In 2001, the FBI caught up with him and he served three months in a federal prison. When he was released, he had a hard time finding himself. He was afraid to reenter the criminal underworld and unimpressed with what passed for fun outside of it. And then he found 4chan.

Founded in 2003 by a 15-year-old named Christopher Poole, 4chan was initially a collection of forums where people could discuss anime and Japanese comics. By the time Housh arrived in 2007, the website, particularly a section called “random,” had devolved into a reeking cesspool of gore, porn and insanity. In attempts to capture its unique charms, reporters have likened it to a stall in a boy’s bathroom, a locker crammed with fireworks and Hustlers and maybe a copy of “Mein Kampf,” even the id.

There was only one rule — no child porn. Reports suggest it was lightly enforced. A quick perusal of the first page of “random” on the evening of Dec. 19, 2011, yielded a picture of a woman’s crotch, a picture of a woman’s ass, a request for pictures of the feet of “pre-teen models/non-models,” a poster recruiting people to flood a rival website with “filth and porn,” two rape jokes, several racial slurs, a picture of someone vomiting and a picture of Kim Jong Il accompanied by the comment, “Good night, sweet prince.”

Conversations with 4chan regulars made it clear that this was a quiet evening.

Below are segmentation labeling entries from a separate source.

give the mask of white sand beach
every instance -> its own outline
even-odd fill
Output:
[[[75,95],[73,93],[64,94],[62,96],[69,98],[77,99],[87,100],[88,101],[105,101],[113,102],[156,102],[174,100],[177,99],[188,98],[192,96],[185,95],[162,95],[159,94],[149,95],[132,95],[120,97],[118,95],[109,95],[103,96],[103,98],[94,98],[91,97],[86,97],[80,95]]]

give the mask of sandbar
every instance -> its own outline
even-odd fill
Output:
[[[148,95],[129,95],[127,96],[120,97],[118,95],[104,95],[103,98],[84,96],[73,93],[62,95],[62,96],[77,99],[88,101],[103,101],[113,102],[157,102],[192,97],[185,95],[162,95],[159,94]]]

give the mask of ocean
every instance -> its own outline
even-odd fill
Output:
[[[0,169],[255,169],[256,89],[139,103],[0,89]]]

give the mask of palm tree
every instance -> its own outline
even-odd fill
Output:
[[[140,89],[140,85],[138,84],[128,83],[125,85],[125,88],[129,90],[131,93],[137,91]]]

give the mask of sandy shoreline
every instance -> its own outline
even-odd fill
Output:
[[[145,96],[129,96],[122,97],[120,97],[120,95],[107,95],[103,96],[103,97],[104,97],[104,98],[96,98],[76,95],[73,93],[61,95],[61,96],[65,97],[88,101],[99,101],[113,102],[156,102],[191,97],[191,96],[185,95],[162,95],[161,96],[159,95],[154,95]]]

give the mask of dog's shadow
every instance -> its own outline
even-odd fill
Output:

During the past five years, some of the lighter culture of 4chan has seeped into the mainstream: The pictures of cats with misspelled captions (lolcats), those links that trick you into playing that obnoxious music video (rickrolling). These are “memes” and they generate “lulz.” In Housh’s day, the lulz abounded. If you wanted “epic lulz,” you could hack into someone’s emails and use the stolen information to troll. Or you could “d0x” someone (publish documentation of his identity). Or “DDoS” someone’s website (flood it with traffic and knock it offline). Or “swat” someone (get an unsuspecting victim to turn on his webcam, then call the police and “lol” as a SWAT team kicks down the door).

All of these activities were “raids,” and though people usually planned them in the IRC networks, they assembled their raiding parties on 4chan. One thing made them possible: the site allowed you to post stuff anonymously. People began calling themselves “Anonymous,” which became a meme of its own. You began hearing phrases like “Expect us” and “We Are Legion,” which have become enshrined in the culture’s lexicon.